Listed Building – Grade II
- Designated: 4 December 1986
- Reference no.: 1134038

= Keighley Library =

Keighley Library is an early 20th-century public library in Keighley, West Yorkshire, England. Owned by Bradford Metropolitan District Council, it still operates as a library as well as providing access to the local studies and archive service.

The building is a Grade II listed building and was the first public library in England to be endowed by Andrew Carnegie. Designed by Birmingham architects, Arthur McKewan and James Swan, it is built in the Arts and Crafts style.

==History==
Keighley's first library was that of the Mechanics Institute which was established in 1825. The establishment of public libraries by local authorities was enabled following the passing of the Public Libraries Act 1850 but nationally take-up was slow until the last two decades of the 19th century.
In 1898, the Keighley Mechanics Institute called on Keighley Town Council to establish a free library, recognising that the institute's own library had limitations. The president of the institute, Swire Smith, had become friends with industrialist and philanthropist, Andrew Carnegie, and approached Carnegie seeking funds to build a public library. On 4 August 1899 Carnegie wrote to Smith donating the sum of £10,000 on condition that the town council donated a site for the building. Smith immediately forwarded the offer to the council who unanimously accepted the gift at its meeting on 8 August 1899.
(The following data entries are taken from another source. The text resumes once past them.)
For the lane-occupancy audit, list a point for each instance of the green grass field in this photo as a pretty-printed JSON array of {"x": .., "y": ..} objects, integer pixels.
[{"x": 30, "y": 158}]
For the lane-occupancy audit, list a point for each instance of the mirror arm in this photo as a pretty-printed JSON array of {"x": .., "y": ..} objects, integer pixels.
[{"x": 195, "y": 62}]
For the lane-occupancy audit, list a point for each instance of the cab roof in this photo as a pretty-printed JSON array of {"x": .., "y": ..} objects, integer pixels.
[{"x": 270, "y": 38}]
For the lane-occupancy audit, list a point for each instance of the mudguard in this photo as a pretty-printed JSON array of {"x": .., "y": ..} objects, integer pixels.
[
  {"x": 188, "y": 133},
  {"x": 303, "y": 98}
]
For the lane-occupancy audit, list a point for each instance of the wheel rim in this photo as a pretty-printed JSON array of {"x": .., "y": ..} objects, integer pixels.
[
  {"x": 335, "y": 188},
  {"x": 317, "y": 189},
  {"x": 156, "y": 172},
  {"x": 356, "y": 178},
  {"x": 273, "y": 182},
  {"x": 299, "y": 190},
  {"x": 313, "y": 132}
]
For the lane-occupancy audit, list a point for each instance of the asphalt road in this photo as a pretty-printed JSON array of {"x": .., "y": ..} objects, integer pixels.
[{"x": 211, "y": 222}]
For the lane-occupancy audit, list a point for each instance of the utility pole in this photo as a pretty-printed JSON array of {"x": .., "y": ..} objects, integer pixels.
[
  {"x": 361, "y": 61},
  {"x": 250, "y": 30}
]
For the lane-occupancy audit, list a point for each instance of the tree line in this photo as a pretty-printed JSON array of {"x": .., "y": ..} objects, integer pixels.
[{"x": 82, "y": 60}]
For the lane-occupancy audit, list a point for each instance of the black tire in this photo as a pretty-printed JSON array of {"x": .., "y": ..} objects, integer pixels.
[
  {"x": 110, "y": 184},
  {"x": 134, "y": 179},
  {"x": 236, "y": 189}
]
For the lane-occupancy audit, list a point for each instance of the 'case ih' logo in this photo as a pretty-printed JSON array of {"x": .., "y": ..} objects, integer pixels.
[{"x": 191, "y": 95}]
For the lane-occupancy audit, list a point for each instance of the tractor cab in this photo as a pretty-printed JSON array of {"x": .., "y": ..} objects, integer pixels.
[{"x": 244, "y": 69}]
Identifying a potential site did not take the council long as there were plans already in place for work in the North Street area of the town centre. but the council did not call for designs for the library until autumn 1900. By the competition closing date, 30 April 1901, 148 designs had been submitted. The designs were judged by Leonard Stokes, a Fellow of the Royal Institute of British Architects. The winning design was by a Birmingham based partnership, Arthur McKewan and James Swan.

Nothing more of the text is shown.